One of the most interesting topics becoming broadly discussed in our industry is cyber security and how we need to be aware of potential risks and solutions. At this time, most agree that aircraft from ground operations to inflight management are well protected with robust systems and procedures, but the ongoing discussions and rising awareness suggest that continued system vigilance will be something business aviation must stay ahead of the curve on.
Tests have been conducted that show that without proper protection, commercial aircraft can be remotely hacked impacting safety as well as privacy and security of passengers using in flight technology. As that technology advances at an exponential rate, so must the vigilance of everyone working in the business of flight- private or commercial. The good news is that we are. New, emerging companies and experts are building an entire industry around the issue to protect us by creating proactive solutions, steps and procedures.
For business aviation, there is possibly less of a cyber-attack threat than on commercial flights where hundreds of people are sitting in proximity to each other and the likelihood of an inflight hacker might be higher. In out case we usually have a small group of passengers who often know each other and are working or vacationing together. We need to remember though, that when it comes to simple things like in flight internet access, the privacy of passengers’ personal data may be similar to sitting at a local café offering WiFi. We don’t know who’s at the next table and what they’re doing on their own laptop or device. Recently at EBACE 18, we listened to some people speaking on the topic and are encouraged at the many solutions now available.
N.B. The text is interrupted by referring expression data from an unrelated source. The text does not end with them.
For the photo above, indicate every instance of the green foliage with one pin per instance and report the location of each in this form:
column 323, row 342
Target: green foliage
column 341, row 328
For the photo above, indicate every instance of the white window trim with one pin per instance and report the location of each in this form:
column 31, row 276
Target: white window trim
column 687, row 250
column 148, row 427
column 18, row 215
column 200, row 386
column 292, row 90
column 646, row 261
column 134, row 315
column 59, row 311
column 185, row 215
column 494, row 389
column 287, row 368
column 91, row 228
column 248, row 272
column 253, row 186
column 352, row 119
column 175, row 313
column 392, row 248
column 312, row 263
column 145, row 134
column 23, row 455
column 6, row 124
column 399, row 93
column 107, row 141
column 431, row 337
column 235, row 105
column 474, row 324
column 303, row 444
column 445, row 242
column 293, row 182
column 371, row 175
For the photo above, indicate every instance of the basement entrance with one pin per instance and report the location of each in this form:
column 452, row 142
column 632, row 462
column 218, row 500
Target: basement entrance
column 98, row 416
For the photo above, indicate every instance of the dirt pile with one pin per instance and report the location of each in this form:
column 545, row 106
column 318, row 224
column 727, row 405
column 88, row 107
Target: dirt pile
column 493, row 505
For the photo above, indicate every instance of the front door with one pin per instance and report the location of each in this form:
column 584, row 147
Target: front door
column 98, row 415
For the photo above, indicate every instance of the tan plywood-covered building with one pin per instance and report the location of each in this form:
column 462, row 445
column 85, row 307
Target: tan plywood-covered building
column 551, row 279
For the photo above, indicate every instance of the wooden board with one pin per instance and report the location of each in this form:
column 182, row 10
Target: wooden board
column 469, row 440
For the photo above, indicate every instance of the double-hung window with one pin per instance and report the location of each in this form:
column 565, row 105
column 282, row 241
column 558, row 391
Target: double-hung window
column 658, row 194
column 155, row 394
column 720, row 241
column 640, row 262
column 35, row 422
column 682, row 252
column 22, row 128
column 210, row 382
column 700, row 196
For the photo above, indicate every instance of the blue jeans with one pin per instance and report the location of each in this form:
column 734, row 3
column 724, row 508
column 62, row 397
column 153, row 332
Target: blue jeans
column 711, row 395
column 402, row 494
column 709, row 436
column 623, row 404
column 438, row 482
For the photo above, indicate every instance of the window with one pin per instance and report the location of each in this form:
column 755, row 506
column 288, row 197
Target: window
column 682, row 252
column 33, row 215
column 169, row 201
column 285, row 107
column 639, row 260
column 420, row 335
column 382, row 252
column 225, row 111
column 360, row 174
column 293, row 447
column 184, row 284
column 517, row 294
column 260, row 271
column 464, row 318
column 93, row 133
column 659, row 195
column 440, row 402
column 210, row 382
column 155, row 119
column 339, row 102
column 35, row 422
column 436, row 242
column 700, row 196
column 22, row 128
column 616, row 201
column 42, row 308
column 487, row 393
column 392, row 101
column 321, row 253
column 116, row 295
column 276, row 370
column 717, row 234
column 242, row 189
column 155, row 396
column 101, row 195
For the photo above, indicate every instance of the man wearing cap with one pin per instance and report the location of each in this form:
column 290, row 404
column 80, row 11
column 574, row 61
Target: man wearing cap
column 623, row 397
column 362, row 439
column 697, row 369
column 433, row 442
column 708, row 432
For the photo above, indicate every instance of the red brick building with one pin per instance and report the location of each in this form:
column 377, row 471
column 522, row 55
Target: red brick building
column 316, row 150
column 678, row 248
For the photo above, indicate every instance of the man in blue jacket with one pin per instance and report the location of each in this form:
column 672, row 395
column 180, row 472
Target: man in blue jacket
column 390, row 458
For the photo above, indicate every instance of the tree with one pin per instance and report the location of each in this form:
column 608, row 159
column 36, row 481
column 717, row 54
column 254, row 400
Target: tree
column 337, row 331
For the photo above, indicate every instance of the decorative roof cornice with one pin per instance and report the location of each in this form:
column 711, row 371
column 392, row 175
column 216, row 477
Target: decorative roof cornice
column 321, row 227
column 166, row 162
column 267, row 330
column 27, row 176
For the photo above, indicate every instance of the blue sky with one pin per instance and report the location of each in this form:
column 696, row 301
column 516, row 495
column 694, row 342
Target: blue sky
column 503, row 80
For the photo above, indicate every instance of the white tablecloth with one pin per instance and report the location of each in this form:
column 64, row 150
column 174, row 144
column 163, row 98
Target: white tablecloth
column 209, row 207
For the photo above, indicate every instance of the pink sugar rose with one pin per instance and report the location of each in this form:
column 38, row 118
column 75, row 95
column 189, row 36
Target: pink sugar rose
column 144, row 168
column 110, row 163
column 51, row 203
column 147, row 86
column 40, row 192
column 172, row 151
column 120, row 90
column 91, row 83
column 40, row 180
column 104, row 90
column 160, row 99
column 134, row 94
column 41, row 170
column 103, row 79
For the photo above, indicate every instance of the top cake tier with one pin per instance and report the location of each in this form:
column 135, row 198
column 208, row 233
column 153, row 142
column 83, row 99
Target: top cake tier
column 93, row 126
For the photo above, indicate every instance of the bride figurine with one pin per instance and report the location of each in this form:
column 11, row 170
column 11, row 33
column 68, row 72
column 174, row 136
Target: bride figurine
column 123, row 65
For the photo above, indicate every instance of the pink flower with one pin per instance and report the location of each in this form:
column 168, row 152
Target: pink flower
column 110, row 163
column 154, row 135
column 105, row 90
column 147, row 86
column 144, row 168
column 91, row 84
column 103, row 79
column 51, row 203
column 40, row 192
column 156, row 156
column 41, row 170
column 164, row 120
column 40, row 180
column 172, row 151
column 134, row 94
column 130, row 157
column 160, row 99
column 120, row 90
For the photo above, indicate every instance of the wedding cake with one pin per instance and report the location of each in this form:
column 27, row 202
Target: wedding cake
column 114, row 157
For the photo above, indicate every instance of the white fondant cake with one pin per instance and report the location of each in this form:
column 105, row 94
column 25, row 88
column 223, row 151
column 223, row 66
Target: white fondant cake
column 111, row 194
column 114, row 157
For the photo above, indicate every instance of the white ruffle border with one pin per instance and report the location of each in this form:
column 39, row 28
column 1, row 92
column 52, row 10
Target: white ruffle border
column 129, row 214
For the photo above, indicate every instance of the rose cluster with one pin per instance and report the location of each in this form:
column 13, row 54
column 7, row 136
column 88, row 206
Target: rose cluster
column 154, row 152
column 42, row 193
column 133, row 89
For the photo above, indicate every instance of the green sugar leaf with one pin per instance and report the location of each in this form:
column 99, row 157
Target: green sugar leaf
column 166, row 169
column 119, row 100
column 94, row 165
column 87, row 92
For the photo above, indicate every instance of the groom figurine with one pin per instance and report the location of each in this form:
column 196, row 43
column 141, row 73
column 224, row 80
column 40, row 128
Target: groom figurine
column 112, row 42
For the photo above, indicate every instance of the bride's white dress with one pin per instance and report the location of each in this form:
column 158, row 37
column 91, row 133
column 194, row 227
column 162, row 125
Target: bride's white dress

In addition to the technology itself and the experts who build these solutions, some say we should also look to solutions from a regulatory level. Perhaps our industry should explore regulatory intervention specific to this topic. For example, develop an aviation specific version of the European Economic Area’s Data Protection Directive. This will in turn help operators to address systems, agreements and co-operation throughout the supply chain. Regulation will help ensure consistency and quality of system protections for all.